August 9, 2022

Russia’s War in Ukraine: Russia’s Propaganda War

AP Photo/Dmitri Lovetsky
A man wearing a T-shirt with letter Z, which has become a symbol of the Russian military and a slogan reading "For the victory!", carries cotton candy during a city holiday in the city of Novaya Ladoga, 125 km east of St. Petersburg, Russia.
A man wearing a T-shirt with letter Z, which has become a symbol of the Russian military and a slogan reading "For the victory!", carries cotton candy during a city holiday in the city of Novaya Ladoga, 125 km east of St.
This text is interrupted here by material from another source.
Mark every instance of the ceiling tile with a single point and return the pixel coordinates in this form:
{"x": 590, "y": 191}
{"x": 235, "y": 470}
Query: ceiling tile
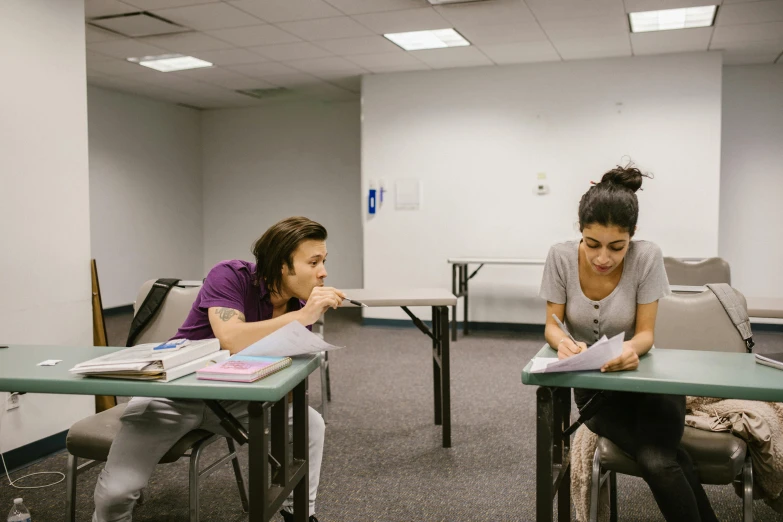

Petersburg, Russia.

The ninth Brief in the “Russia’s War in Ukraine” series concerns Russia’s propaganda war.

Igor Gretskiy, a Research Fellow of the Estonian Foreign Policy Institute at the ICDS, examines key elements of Russia’s propaganda and disinformation that were crucial in the years long preparation of the invasion of Ukraine. He describes how the Kremlin’s official narratives were used to pave the way for Russia’s military aggression against Ukraine, and how Russia’s propaganda has changed as the war has progressed.

He states that the Kremlin began to prepare the Russian public for the invasion of Ukraine after the Biden-Putin summit in Geneva on the 30th of June 2021. He analyses Moscow’s language of war and concludes that Soviet-style narratives about Nazism and Western anti-Russian conspiracies became the main premises of the propaganda offensive. He also concludes that Russia’s president most likely began to plot the outright aggression after his re-election in 2018.

Gretskiy further states that the Russian mainstream media failed to provoke the populations and local authorities in eastern Ukraine into mass defections to the Russian side and lost the battle for the Ukrainians’ hearts and minds. It rather intensified the Russian domestic neo-imperial narrative.